DH and I are due to go our honeymoon very soon. We have an 11 month old puppy that we need looking after. Our local kennels isn't very good so I didn't want to put her in there, we thought we found a great solution in a home boarder who is very local to us. The carer also has a dog, same breed but a lot older, we had to go and meet them and our pup got on fine with the dog and was well behaved during the meeting, just a little excited at being in a new place with a new person to get attention from.
I work from home so the pup loves attention and is used to me being around. That's again another reason why I like the idea of a home boarder over a kennel. When we did research on the kennels in our area and they are cheaper than home boarding which is coming in at £365 for 17 days. The carer says she will keep the dog in the same routine which sounds good. Our pup hasn't ever been away from us overnight away from the house. The carer I'm told is experienced and she seems nice enough.
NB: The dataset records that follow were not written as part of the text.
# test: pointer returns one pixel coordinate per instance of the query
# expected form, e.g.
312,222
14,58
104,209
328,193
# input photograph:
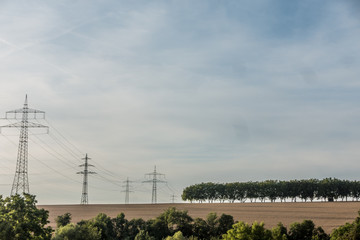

The only thing that worries me is at night time our pup sleeps in the upstairs hall. At the carers house she will have to sleep in the living room with her dog. I'm hoping the presence of another dog will calm our dog down at night, I would be mortified if she didn't settle or scratched her door down.
We haven't booked the pup in with this carer for the duration of the honeymoon as we have put down a deposit for the pup to go for a trial over night stay this weekend and we pay an extra 25 quid when we drop her off so over all the trial is £63
When I was speaking to my friend about the situation, she was shocked at how expensive home boarding is and she very kindly offered to look after the pup while we go away. I trust my friend totally with dogs, we grew up together and her family bred dogs for years. She also has a dog but its a small breed not a large breed like the pup.
Our pup is slightly scared of small breeds as she was bitten by a cocker spaniel. My friends dog is a Bichon Frise and the pup has met her dog and they seem to get on okay in the house. My friends dog constantly sniffs my dog and my friend was laughing saying her dog could mount the pup. Our pup is extremely friendly, shes a Labrador but the last dog that tried to mount her was a boxer and she very firmly told it off, I worry that if she did that to a bichon frise it could really hurt her just because of the difference in size.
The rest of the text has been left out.